Privacy and confidentiality

Of high importance to psychologists is one of the central pillars of the eHealth record system - that the consumer receiving health services will have final say over access to, and use of, their electronic health record.

The documentation released by NEHTA and the proposed legislation all indicate that there will be ways in which the consumer can exercise personal control over the electronic health record. This is the ‘personally controlled’ aspect of the eHealth record:

  • The Nominated Provider (in most cases the consumer’s GP) must seek agreement from the consumer regarding what will be placed on the Shared Health Summary
  • All health providers must seek approval from the consumer regarding what will be included in an Event Summary
  • Consumers will be able to indicate which health providers will have open access to their eHealth record and to whom it may be limited
  • Consumers will be able to engage in a process to ‘effectively remove’ a document if they no longer want it to appear on their eHealth record.

These provisions have clearly been matters of considerable discussion as they constitute a significant limitation to the completeness of the record. However consumers who have been subject to trauma, sexual assault or who experience mental health disorders and have received treatment for these may justifiably want to limit the access to such records.

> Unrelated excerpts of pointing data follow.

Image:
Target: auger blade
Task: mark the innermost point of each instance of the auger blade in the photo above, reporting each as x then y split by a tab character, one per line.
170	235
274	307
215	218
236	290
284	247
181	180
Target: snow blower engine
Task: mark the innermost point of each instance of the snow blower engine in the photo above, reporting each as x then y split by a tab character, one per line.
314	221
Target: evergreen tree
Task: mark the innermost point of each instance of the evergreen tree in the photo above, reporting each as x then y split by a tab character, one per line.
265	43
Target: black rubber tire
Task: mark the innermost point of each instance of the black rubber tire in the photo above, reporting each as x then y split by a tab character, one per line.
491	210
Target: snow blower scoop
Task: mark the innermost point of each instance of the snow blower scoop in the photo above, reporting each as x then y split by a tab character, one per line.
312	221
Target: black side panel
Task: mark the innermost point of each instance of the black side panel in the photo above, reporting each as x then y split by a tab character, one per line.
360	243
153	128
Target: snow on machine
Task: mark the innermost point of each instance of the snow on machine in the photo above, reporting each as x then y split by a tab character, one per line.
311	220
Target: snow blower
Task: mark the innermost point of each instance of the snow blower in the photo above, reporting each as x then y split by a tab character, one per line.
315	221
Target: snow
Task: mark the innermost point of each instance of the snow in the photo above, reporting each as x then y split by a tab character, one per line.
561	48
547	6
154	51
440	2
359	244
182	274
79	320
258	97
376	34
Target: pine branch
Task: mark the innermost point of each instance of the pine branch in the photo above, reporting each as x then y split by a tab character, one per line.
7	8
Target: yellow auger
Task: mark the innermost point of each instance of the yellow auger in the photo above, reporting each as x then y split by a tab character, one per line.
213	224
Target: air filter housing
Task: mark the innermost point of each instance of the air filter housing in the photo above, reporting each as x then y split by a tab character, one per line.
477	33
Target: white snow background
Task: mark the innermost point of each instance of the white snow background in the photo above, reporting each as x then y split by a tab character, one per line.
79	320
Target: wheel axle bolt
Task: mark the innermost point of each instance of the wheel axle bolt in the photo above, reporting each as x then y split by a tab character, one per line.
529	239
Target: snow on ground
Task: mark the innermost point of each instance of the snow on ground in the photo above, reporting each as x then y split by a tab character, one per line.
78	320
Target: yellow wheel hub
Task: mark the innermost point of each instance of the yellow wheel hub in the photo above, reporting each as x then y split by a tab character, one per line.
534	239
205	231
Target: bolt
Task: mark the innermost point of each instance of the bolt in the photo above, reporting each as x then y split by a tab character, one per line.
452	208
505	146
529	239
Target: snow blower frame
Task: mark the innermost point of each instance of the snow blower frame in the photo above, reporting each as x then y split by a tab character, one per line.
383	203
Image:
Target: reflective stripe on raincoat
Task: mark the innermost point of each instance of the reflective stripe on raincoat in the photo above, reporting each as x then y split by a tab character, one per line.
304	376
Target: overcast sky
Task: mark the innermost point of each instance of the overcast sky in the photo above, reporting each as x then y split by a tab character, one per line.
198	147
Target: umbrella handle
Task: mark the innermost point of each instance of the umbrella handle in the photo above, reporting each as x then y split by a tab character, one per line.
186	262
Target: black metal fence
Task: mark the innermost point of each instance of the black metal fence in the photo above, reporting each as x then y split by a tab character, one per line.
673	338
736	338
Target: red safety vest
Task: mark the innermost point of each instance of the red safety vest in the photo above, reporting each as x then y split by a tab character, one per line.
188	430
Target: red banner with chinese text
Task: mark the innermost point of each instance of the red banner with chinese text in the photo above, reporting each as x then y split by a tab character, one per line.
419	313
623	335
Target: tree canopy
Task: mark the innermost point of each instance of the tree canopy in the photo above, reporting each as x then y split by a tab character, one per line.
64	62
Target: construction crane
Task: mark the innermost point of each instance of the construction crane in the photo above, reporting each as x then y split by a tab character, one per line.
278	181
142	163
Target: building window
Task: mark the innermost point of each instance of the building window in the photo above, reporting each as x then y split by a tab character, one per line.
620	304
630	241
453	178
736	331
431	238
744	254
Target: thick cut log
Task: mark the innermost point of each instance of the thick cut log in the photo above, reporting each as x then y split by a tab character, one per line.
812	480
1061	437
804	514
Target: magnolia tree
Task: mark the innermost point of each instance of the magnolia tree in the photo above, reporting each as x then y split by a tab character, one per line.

It has also been established that under emergency circumstances when the consumer is not able to be fully engaged in the consent process, the eHealth record may be opened, including those sections that have been subject to limited access. This will not include those documents that have been effectively removed.

Information from psychologists that may be in an individual’s eHealth record

  • An event summary of services or events of importance to the individual from an approved psychologist
  • Reference to an event report from an approved psychologist in the shared health summary
  • A psychologist’s formal assessment report (if the individual consents) in the specialist letters section
  • Reference to a psychologist’s entries in general organisational files in the discharge summary of that organisation

What the eHealth record will NOT contain

  • A psychologist’s personal client files
  • Any report sent to a GP or specialist in relation to the individual where this has not been consented to by the individual
  • Any reports of psychological services prior to 2012

Authentication and security

It is also of utmost importance to psychologists that storing and sending information online will not affect the security, confidentiality and trust with their clients.

The National Authentication Services for Health (NASH) is a system under continuing development which will allow healthcare providers and organisations under the eHealth system to be accurately identified before they are able to access secure health information electronically. NASH will ensure that all requests come from a legitimate healthcare provider by requiring either a HPI-I or a HPI-O, and will then check and authorise the HPI-I or HPI-O that has been supplied.

To enable use of the eHealth record system from 1 July 2012, individual health service providers and organisations will be issued with an authentication token with a NASH certificate to enable authentication when accessing an eHealth record. At this stage it is still under discussion whether the authentication token will be a smartcard/swipe card or a USB stick. It will be the responsibility of participating health service organisations to register the HPI-I of all individual health service providers to enable the authentication token with NASH certificate to be issued.

You may already be familiar with authentication certificates if you use the Public Key Infrastructure (PKI) service and HPOS system with Medicare.